For this reason most spiritual disciplines insist on complete self-control, detachment and renunciation of all bondage to wealth and of all personal and egoistic desire for its possession. Some even put a ban on money and riches and proclaim poverty and bareness of life as the only spiritual condition.
But this is an error; it leaves the power in the hands of the hostile forces. To reconquer it for the Divine to whom it belongs and use it divinely for the divine life is the supramental way for the Sadhaka.
You must neither turn with an ascetic shrinking from the money power, the means it gives and the object it brings, nor cherish a rajasic attachment to them or a spirit of enslaving self-indulgence in their gratifications.”
1928 – Sri Aurobindo writes “The Four Powers of the Mother” and publishes The Mother (age 56)
Sri Aurobindo’s withdrawal from the daily life of the community is certainly not expected by the members. What is more difficult to accept is why they could have access to Sri Aurobindo only through the Mother and why Sri Aurobindo entrusted his disciples to the Mother. These questions reached Sri Aurobindo who then chose to answer. His reply given in one stretch of writing is a classic in the English language on the Divine Mother Principle. Entitled The Four Powers of the Mother, if forms the main body of the little book, The Mother, later published in 1928 and recognized as the key to Sri Aurobindo’s yoga.

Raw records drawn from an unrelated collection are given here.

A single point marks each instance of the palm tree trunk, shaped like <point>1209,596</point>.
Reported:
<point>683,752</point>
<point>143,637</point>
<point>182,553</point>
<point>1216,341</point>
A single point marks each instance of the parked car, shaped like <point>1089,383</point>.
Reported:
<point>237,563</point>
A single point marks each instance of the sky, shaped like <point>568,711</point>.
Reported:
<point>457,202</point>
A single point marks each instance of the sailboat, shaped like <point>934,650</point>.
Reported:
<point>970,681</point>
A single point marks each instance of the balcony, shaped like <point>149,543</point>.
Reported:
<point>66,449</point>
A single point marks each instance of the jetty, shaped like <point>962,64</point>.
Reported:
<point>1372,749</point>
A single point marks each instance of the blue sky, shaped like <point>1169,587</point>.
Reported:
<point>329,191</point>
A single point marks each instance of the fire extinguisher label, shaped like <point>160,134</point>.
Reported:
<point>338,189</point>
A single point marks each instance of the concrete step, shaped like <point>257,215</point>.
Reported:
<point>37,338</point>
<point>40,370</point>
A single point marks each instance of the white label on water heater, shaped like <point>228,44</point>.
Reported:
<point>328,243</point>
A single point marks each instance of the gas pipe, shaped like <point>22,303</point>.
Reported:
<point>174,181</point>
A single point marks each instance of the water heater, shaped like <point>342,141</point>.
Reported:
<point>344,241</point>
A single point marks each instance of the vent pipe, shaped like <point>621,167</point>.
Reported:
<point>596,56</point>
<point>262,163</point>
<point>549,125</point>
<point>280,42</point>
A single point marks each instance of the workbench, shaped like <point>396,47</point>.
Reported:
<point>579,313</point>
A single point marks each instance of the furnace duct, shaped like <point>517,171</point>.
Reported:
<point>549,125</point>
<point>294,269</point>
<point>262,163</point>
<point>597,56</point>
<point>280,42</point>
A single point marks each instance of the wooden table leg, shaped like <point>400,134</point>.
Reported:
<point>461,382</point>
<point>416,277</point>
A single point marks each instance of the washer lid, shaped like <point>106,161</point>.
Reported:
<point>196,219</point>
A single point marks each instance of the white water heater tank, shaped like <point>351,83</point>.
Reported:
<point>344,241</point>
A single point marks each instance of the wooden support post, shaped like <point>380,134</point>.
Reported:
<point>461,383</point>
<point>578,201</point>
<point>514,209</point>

Here, Sri Aurobindo explains how there is a great Diving Shakti working in the Universe for the manifestation of the Divine. This Power streams into four main channels: The Power of Knowledge, Strength, Harmony and Beauty and Work and Service. Together they work to build the individual and the universe in the figure of the Divine Being in its fourfold manifestation. All these Divine Powers were, he explains, manifesting in the Mother who had been missioned to lay the foundations of a New Creation.
The ashram grows into a large family, with more and more seekers arriving from different parts of the country, distant lands on the globe, to participate and grow in this new mode of living, with the motto All life is Yoga. Every field of interest, every sphere of constructive life, is sought to be embraced in the spirit of God and turned into a means for individual and collective evolution of consciousness. The broad lines of sadhana are laid down: Knowledge, Love, Work. The means are taught for deepening of consciousness, enlargement of range and vision, transcendence of ego, desire and the limitations thereof. Each helped to a harmony of the faculties of mind, will, heart and life-body, with a view to developing into a channel for the manifestation of the Divine Consciousness. It is a positive endeavor, world-affirming, but with a different orientation – to realize the Kingdom of God on Earth.
1928 onward: many hours a day spent on answering queries
The number of ashramites increased from 25 in 1926, to 36 in 1927 and 80 in 1928. They wrote to Sri Aurobindo and the Mother of their experiences, their difficulties, on the Path. Sri Aurobindo spends hours together with the Mother answering their letters. He and the Mother would receive them on three occasion in a year: February 21, the Mother’s birthday; August 15, Sri Aurobindo’s birthday; November 24, the Siddhi day and from 1939 onwards, April 24, the day of the Mother’s final arrival. These are the days of Darshan.